Health & Medical Children & Kid Health

Drug Metabolism for the Paediatrician

Drug Metabolism for the Paediatrician

Drug Metabolism


Two phases of drug metabolism are traditionally distinguished—phase I and phase II—which generally occur sequentially. Many drugs undergo both phase I and phase II, while others only undergo either phase I or phase II. Phase I is characterised by modification reactions, whereby the parent drug is modified by adding reactive and polar groups, resulting in a more hydrophilic compound; in some cases, a polar group is unmasked or revealed by drug metabolism. Phase II metabolism is characterised by conjugation. Metabolites resulting from phase I metabolism may be conjugated to even more polar, more readily excreted large compounds. This oversimplification of drug metabolism does not imply that only the parent compound itself is active and that metabolites are not. Some drugs are inactive and need to be metabolised to exert their effect, for example, carbamazepine, enalapril and oseltamivir. Other drugs may have metabolites with the same therapeutic effect as the parent compound, such as morphine and its metabolite morphine-6-glucuronide or venlafaxine and desvenlafaxine. Finally, some metabolites may be responsible for adverse drug reactions.
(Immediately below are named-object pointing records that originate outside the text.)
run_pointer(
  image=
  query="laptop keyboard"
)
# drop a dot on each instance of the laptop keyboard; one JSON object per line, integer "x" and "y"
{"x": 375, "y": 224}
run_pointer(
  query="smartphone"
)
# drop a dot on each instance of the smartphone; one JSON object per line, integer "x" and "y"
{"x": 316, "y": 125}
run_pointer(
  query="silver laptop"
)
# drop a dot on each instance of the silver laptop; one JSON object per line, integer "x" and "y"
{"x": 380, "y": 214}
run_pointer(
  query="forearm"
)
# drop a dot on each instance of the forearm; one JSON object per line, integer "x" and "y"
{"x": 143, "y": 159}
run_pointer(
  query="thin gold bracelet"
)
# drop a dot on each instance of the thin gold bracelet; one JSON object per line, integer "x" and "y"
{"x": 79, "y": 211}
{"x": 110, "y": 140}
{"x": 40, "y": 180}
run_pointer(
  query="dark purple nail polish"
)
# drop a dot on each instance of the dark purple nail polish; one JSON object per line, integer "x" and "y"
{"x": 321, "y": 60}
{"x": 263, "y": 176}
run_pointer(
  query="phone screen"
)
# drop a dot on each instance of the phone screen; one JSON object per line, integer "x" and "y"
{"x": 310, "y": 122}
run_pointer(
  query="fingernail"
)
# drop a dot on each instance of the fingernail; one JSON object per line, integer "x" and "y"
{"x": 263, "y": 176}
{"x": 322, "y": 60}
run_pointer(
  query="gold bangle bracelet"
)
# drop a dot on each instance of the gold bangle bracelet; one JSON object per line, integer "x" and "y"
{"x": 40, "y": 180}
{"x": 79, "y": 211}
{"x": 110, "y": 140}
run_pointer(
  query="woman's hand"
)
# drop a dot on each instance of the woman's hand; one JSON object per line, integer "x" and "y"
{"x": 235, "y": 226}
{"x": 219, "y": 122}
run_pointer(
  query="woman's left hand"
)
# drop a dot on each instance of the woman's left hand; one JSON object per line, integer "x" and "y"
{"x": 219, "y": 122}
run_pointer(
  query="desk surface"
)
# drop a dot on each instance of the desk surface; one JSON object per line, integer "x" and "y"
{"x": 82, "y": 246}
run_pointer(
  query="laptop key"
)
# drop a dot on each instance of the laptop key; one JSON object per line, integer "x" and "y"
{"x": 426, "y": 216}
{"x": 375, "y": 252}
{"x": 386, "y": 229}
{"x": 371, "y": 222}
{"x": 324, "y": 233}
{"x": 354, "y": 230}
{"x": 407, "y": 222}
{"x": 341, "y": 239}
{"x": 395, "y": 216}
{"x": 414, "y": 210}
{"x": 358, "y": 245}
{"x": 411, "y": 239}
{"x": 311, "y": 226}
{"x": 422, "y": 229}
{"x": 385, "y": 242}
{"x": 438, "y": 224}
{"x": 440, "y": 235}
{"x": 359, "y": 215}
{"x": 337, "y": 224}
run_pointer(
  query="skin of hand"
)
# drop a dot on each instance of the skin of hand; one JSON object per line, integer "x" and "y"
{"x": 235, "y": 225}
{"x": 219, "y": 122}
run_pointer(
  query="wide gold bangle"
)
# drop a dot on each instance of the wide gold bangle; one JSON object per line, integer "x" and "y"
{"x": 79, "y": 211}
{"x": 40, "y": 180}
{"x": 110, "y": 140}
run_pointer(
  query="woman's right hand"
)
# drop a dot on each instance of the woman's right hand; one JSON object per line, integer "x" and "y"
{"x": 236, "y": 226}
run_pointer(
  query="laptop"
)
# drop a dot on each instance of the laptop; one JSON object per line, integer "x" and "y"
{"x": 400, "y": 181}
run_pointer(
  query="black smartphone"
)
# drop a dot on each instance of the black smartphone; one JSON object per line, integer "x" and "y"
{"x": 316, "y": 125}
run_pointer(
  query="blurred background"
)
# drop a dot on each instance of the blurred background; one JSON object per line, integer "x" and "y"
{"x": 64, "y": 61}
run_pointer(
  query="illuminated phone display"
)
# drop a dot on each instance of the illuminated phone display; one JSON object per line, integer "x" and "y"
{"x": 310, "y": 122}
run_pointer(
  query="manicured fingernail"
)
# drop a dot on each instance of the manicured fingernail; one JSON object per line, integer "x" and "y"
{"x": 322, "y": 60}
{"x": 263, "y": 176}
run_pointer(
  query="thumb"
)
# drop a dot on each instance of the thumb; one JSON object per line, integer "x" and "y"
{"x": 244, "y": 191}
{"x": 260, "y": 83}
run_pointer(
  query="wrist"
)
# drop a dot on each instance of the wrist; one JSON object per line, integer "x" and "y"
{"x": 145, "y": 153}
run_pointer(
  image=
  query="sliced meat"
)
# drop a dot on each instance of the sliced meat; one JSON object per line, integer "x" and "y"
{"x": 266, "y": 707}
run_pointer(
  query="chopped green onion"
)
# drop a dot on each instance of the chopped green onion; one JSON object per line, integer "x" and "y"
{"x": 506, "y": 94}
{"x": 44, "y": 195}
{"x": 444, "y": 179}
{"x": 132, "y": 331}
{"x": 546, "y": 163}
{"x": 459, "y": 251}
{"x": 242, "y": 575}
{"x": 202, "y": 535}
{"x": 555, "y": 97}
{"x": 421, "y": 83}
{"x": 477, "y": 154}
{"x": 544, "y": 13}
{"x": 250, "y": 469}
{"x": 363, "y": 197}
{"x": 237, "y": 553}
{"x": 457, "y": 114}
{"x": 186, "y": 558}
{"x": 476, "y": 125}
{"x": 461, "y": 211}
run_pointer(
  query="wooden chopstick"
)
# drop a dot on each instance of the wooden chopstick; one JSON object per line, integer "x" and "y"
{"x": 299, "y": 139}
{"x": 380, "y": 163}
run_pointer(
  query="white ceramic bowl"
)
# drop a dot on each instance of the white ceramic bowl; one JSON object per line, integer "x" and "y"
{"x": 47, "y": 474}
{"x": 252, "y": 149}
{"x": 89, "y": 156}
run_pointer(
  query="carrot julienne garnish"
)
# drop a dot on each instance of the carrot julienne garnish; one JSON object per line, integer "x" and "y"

For example, paracetamol is metabolised to the reactive metabolite N-acetyl-p-benzoquinone imine (NAPQI), which is associated with acute liver injury after overdoses.

Phase I Enzymes


The most abundant and best studied phase I system is the cytochrome P450 (CYP) superfamily of DMEs. It consists of at least 56 genes that code for functional enzymes. While most drugs are substrates for members of CYP1A, CYP2A-2E and CYP3A subfamilies, many endogenous compounds are substrates for the other subfamilies. More than half of all metabolised drugs are subject to CYP450-mediated metabolism (Table 1). Individual CYPs are named according to similarities in sequence and use the root symbol CYP for cytochrome P450. CYPs that share at least 40% sequence similarity are grouped into families denoted by an Arabic number after the CYP root. Subfamilies, designated by a letter, represent highly related genes (eg, CYP2C), while individual CYPs in a subfamily are numbered sequentially (eg, CYP3A4, CYP3A5). Other phase I DME families include the alcohol dehydrogenases (ADH), classes I–V. Ethanol is the best known substrate of ADH. The flavin-containing mono-oxygenase (FMO) protein family represents a group of enzymes that catalyse chemical reactions via the bound flavin-containing cofactors, of which FMO1, 2 and 3 are the enzymes active in drug metabolism. Voriconazole is an example of an FMO3 substrate, although phase I enzymes, such as CYP2C19, may be more important to its overall metabolism.

Phase II Enzymes


Different families of DMEs are responsible for phase II metabolism: for example, UDP-glucuronosyltransferases (UGT), sulfotransferases (SULT), glutathione-S-transferases (GST), N-acetyltransferases (NAT), thiopurine S-methyltransferase (TPMT) (Table 1). Note that these families encompass multiple enzymes that are individually regulated (with the exception of TMPT, which is a single enzyme). This feature is often overlooked, especially for glucuronidation, as UGT1 and UGT2 are two distinct gene families with multiple enzymes. Hence, the disposition of a UGT1A1 substrate (ie, bilirubin) may not mirror the disposition of a UGT1A9 (eg, paracetamol) or UGT2B7 substrate (eg, morphine).